We attempted to model the potential relationships between software accuracy and any of speed, author reputation metrics, journal impacts and the age of methods using Spearman’s rank correlations, linear models of all the parameters and a weighted sum-Z test.

Using permutation-based analysis we show that there are a number of regions in the accuracy-speed landscape with either significant over- or under-representation of software tools.

3. Results

We found that author reputation, journal impact, the number of citations, software speed and age are not reliable predictors of software accuracy.

We also found that there is an excess of “slow and inaccurate” software tools across multiple sub-disciplines of bioinformatics. Meanwhile, there is a major discrepancy between the expected and observed number of tools of “middling accuracy and speed”. Specifically, there is apparently a missing cohort of tools that have compromised between speed and accuracy. Based upon this result we hypothesise that there is a strong publication bias that unduly influences the publication and development of bioinformatic software tools.

4. Conclusions

We found many common proxies researchers use to select good software tools, such as journal impact, are poor software quality predictors.

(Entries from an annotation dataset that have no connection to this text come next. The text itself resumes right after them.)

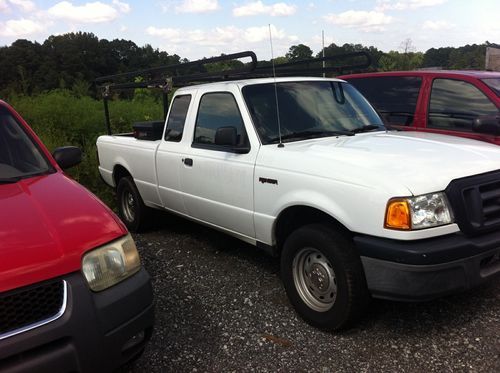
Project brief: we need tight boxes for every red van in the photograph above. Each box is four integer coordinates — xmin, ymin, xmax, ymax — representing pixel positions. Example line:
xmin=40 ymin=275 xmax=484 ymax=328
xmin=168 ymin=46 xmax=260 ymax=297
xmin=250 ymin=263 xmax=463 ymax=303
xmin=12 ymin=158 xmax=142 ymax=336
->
xmin=339 ymin=70 xmax=500 ymax=145
xmin=0 ymin=101 xmax=153 ymax=372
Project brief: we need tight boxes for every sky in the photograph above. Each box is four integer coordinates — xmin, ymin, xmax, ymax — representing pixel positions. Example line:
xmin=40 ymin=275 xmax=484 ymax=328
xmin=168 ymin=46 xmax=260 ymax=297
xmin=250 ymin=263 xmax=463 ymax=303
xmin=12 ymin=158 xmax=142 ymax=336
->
xmin=0 ymin=0 xmax=500 ymax=60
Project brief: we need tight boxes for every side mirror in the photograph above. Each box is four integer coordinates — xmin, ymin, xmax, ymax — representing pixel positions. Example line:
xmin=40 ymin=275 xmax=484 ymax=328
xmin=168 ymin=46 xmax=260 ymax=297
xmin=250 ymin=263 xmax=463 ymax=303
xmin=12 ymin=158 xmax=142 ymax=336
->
xmin=52 ymin=146 xmax=82 ymax=170
xmin=215 ymin=126 xmax=238 ymax=146
xmin=472 ymin=114 xmax=500 ymax=136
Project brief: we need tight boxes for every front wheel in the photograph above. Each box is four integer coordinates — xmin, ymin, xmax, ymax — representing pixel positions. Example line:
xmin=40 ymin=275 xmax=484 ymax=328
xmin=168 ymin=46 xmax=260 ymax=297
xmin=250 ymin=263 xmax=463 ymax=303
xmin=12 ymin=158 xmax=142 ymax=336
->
xmin=116 ymin=177 xmax=151 ymax=232
xmin=281 ymin=224 xmax=370 ymax=330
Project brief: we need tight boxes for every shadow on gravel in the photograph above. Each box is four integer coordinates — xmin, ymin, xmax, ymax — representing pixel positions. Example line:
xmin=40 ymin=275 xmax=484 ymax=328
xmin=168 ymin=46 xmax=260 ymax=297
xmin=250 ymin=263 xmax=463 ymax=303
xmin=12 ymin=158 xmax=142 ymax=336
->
xmin=125 ymin=209 xmax=500 ymax=372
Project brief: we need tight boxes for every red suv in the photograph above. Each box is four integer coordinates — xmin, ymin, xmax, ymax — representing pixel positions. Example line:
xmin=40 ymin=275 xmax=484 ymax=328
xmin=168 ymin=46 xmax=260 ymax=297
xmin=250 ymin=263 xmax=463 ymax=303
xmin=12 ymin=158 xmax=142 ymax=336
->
xmin=339 ymin=70 xmax=500 ymax=145
xmin=0 ymin=101 xmax=153 ymax=372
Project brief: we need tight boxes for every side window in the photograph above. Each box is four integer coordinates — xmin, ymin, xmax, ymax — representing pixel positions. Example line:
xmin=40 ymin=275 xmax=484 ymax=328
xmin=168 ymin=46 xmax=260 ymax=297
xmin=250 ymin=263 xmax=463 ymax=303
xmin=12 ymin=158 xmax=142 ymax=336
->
xmin=193 ymin=92 xmax=247 ymax=150
xmin=349 ymin=76 xmax=422 ymax=126
xmin=165 ymin=95 xmax=191 ymax=142
xmin=427 ymin=79 xmax=498 ymax=132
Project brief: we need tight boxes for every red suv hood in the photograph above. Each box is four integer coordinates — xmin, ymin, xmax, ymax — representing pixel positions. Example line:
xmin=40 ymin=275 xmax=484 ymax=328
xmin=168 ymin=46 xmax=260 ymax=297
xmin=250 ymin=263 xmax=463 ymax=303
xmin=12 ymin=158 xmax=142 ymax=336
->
xmin=0 ymin=172 xmax=126 ymax=292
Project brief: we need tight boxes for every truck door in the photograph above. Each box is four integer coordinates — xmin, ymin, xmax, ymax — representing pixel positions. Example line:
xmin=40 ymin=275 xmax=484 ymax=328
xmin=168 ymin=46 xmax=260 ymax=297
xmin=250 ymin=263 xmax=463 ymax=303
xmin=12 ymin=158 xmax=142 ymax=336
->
xmin=156 ymin=94 xmax=192 ymax=214
xmin=180 ymin=92 xmax=258 ymax=238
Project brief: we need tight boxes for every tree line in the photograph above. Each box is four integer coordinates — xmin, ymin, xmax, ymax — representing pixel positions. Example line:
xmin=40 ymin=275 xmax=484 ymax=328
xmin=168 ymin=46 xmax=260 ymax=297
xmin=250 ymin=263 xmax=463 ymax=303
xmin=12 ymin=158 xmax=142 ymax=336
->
xmin=0 ymin=32 xmax=499 ymax=97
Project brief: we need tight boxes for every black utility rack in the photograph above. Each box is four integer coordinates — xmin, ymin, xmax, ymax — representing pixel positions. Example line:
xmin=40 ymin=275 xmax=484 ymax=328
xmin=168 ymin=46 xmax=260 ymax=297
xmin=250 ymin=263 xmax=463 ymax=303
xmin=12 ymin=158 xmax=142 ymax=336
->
xmin=95 ymin=51 xmax=372 ymax=140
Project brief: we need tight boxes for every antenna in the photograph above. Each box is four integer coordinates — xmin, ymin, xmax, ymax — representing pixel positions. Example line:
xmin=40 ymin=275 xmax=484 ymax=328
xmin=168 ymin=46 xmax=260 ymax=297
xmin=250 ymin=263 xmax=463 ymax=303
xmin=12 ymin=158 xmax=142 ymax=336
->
xmin=269 ymin=24 xmax=285 ymax=148
xmin=321 ymin=30 xmax=326 ymax=78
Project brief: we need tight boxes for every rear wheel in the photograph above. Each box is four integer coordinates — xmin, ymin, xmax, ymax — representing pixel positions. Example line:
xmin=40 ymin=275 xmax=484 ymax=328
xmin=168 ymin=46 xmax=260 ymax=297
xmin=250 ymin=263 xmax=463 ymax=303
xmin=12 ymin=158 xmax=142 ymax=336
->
xmin=116 ymin=176 xmax=151 ymax=232
xmin=281 ymin=224 xmax=370 ymax=330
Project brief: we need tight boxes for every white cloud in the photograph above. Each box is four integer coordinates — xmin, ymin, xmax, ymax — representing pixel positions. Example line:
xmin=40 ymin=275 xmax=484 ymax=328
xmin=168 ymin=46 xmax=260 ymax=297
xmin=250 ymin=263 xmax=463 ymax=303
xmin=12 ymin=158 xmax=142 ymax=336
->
xmin=0 ymin=0 xmax=9 ymax=12
xmin=0 ymin=0 xmax=36 ymax=13
xmin=113 ymin=0 xmax=130 ymax=13
xmin=323 ymin=10 xmax=392 ymax=32
xmin=233 ymin=1 xmax=297 ymax=17
xmin=0 ymin=18 xmax=45 ymax=38
xmin=175 ymin=0 xmax=219 ymax=13
xmin=146 ymin=26 xmax=286 ymax=47
xmin=376 ymin=0 xmax=448 ymax=12
xmin=422 ymin=21 xmax=454 ymax=31
xmin=47 ymin=0 xmax=130 ymax=23
xmin=9 ymin=0 xmax=36 ymax=12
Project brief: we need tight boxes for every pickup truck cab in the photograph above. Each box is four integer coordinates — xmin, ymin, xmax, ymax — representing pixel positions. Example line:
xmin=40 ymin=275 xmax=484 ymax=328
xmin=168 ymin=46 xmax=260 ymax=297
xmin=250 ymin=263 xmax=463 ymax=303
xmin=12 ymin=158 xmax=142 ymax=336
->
xmin=339 ymin=70 xmax=500 ymax=145
xmin=0 ymin=101 xmax=153 ymax=372
xmin=97 ymin=77 xmax=500 ymax=329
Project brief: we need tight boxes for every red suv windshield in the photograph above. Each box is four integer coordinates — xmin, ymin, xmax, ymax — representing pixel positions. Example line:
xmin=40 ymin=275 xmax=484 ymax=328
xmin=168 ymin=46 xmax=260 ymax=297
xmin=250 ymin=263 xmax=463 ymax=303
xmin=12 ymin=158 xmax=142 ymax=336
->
xmin=0 ymin=106 xmax=52 ymax=183
xmin=481 ymin=78 xmax=500 ymax=97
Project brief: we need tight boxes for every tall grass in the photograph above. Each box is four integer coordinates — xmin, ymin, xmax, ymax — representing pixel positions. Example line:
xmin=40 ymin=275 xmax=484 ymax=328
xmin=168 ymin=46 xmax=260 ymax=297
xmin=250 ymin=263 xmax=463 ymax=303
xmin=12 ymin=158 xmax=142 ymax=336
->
xmin=8 ymin=90 xmax=162 ymax=208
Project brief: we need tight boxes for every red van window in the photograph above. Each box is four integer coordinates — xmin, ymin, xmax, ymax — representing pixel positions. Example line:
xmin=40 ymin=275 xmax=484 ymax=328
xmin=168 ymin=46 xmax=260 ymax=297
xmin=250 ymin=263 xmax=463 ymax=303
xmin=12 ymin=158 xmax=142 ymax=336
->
xmin=427 ymin=79 xmax=498 ymax=132
xmin=348 ymin=76 xmax=422 ymax=126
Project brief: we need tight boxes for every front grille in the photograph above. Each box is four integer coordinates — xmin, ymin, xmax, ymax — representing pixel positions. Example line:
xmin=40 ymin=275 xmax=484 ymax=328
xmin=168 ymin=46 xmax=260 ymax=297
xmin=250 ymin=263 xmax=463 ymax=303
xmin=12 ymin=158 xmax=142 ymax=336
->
xmin=0 ymin=280 xmax=66 ymax=339
xmin=446 ymin=171 xmax=500 ymax=235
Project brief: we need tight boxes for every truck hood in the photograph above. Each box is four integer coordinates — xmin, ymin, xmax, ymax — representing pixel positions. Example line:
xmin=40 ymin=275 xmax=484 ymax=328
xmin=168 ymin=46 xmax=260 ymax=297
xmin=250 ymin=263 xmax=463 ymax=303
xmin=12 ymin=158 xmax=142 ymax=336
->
xmin=0 ymin=172 xmax=126 ymax=292
xmin=259 ymin=131 xmax=500 ymax=196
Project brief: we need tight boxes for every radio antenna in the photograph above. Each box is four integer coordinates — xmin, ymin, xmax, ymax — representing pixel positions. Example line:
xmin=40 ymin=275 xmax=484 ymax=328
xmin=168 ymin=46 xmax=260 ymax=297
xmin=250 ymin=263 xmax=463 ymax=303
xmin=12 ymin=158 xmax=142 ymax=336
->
xmin=269 ymin=23 xmax=285 ymax=148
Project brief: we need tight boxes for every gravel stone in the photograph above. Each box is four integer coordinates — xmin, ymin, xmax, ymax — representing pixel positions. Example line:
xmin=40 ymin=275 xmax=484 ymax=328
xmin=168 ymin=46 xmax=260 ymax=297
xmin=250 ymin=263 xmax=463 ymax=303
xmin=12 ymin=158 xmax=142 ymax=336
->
xmin=119 ymin=214 xmax=500 ymax=373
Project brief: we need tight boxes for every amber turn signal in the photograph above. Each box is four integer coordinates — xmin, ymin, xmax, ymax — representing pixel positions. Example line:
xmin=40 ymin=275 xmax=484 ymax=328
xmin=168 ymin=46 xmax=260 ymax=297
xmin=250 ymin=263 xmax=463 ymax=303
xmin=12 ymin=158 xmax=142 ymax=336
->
xmin=384 ymin=199 xmax=411 ymax=230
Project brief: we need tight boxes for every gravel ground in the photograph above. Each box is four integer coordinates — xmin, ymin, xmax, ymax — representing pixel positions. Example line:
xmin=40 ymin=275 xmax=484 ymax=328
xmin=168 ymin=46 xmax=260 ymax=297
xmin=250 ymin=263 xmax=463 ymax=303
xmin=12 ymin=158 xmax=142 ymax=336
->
xmin=124 ymin=215 xmax=500 ymax=373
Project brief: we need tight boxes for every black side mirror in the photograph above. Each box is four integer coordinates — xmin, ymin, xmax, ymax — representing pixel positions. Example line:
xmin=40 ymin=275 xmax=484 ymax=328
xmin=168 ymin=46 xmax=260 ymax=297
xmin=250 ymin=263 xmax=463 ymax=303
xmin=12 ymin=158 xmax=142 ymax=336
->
xmin=472 ymin=114 xmax=500 ymax=136
xmin=52 ymin=146 xmax=82 ymax=170
xmin=215 ymin=126 xmax=238 ymax=146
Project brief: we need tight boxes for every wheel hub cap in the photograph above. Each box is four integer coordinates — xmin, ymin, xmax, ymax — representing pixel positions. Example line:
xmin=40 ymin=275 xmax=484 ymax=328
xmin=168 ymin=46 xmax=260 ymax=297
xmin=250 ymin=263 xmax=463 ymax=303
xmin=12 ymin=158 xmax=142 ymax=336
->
xmin=292 ymin=248 xmax=337 ymax=312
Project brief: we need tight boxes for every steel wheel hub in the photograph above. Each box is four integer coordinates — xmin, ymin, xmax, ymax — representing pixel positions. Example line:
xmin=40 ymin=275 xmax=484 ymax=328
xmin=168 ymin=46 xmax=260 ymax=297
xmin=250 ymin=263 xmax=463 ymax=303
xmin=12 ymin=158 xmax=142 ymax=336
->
xmin=122 ymin=192 xmax=135 ymax=222
xmin=292 ymin=248 xmax=337 ymax=312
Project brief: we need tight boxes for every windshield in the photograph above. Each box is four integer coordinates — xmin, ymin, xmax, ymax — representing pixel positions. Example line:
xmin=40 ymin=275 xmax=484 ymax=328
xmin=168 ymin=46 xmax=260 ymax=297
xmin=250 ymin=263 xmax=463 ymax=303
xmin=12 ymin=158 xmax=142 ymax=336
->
xmin=242 ymin=81 xmax=385 ymax=144
xmin=0 ymin=106 xmax=52 ymax=184
xmin=481 ymin=78 xmax=500 ymax=97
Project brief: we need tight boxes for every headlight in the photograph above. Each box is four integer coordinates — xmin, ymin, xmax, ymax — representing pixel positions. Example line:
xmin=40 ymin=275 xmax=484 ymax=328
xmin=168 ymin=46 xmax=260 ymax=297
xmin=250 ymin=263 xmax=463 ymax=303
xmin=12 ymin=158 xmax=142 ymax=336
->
xmin=384 ymin=192 xmax=453 ymax=230
xmin=82 ymin=234 xmax=141 ymax=291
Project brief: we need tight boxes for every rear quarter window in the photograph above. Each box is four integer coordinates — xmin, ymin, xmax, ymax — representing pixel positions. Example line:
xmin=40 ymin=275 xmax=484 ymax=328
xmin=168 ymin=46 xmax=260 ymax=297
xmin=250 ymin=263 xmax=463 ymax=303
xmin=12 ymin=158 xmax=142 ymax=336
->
xmin=347 ymin=76 xmax=422 ymax=126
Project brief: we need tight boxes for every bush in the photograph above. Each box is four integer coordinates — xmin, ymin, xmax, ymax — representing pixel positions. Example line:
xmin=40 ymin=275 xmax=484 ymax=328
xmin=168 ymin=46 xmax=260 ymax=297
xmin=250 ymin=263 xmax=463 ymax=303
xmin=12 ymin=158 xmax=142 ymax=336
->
xmin=8 ymin=89 xmax=162 ymax=208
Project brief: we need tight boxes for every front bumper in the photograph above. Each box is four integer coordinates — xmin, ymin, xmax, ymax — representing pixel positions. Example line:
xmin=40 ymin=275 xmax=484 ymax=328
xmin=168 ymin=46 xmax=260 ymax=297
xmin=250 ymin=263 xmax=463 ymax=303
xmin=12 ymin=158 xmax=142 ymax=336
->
xmin=0 ymin=269 xmax=154 ymax=372
xmin=354 ymin=232 xmax=500 ymax=301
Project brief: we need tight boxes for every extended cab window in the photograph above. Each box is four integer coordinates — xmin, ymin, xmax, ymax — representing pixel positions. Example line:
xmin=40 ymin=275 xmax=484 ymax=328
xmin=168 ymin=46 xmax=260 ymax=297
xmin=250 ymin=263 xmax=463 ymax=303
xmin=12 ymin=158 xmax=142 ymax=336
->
xmin=165 ymin=95 xmax=191 ymax=142
xmin=427 ymin=79 xmax=498 ymax=132
xmin=348 ymin=76 xmax=422 ymax=126
xmin=0 ymin=107 xmax=53 ymax=183
xmin=193 ymin=92 xmax=247 ymax=150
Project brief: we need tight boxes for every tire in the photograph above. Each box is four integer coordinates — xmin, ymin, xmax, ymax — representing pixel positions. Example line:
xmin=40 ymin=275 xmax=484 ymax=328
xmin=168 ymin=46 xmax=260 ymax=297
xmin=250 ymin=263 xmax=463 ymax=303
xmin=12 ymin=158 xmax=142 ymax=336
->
xmin=281 ymin=224 xmax=370 ymax=330
xmin=116 ymin=176 xmax=151 ymax=232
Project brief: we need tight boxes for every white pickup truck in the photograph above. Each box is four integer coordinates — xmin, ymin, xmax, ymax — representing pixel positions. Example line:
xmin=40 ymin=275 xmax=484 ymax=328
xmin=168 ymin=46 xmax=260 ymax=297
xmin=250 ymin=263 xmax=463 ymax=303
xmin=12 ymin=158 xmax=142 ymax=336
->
xmin=97 ymin=78 xmax=500 ymax=330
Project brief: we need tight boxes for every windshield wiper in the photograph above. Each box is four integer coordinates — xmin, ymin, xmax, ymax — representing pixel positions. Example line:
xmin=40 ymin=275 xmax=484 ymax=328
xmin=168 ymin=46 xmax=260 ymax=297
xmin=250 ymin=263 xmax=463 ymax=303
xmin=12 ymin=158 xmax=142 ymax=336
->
xmin=269 ymin=131 xmax=354 ymax=143
xmin=0 ymin=176 xmax=21 ymax=184
xmin=349 ymin=124 xmax=385 ymax=135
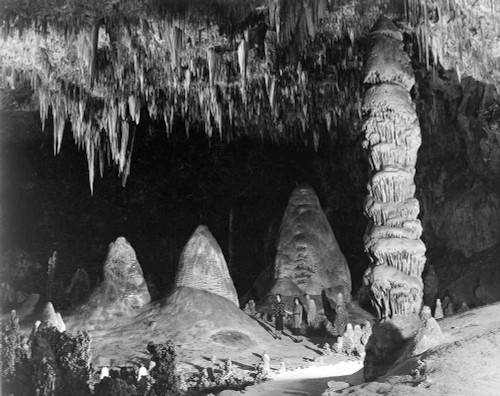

An over-abundance of early-to-publish, slow and inaccurate tools from different fields appears to mask the anticipated software accuracy and speed association.

The under-representation of quality software that trades some accuracy for speed is concerning. The few tools that fit this category include widespread methods BLAST and HMMER2. These may be more difficult to publish due to editorial and reviewer practices. Which leaves an unfortunate gap in the literature upon which future software refinements cannot be constructed.

5. Future ideas/collaborators needed to further research?

One of the email responses to this study was “like most things that have happened lately, it's either hilarious or depressing, and I can't quite make up my mind which”. This is a sentiment that captures much of how we feel about this study too. We think the results have broad implications for the field of bioinformatics.

From software developers, software users, reviewers and editors, all could benefit from keeping these results in mind when evaluating the impact and likely accuracy of software.

A perceived weakness of the current manuscript, is that we haven’t definitively proven that the under-representation of middling accuracy and speed software is due to a publication bias. We are currently developing different publishing models and attempting to simulate the impact of different scenarios on the software accuracy and speed landscape.

We’re more than happy to hear further ideas about how we can improve the manuscript, results or interpretations and conclusions.

6. Please share a link to your paper


Christopher Massey
over 1 year ago

We’re more than happy to hear further ideas all you can eat near metrotown about how we can improve the manuscript, results or interpretations and conclusions.

hayden bunker
over 1 year ago

Submissions and entries have been made for the success in life. The engagement of the enemy so that all students could write a paper for me for the possibility and its impact for the future times.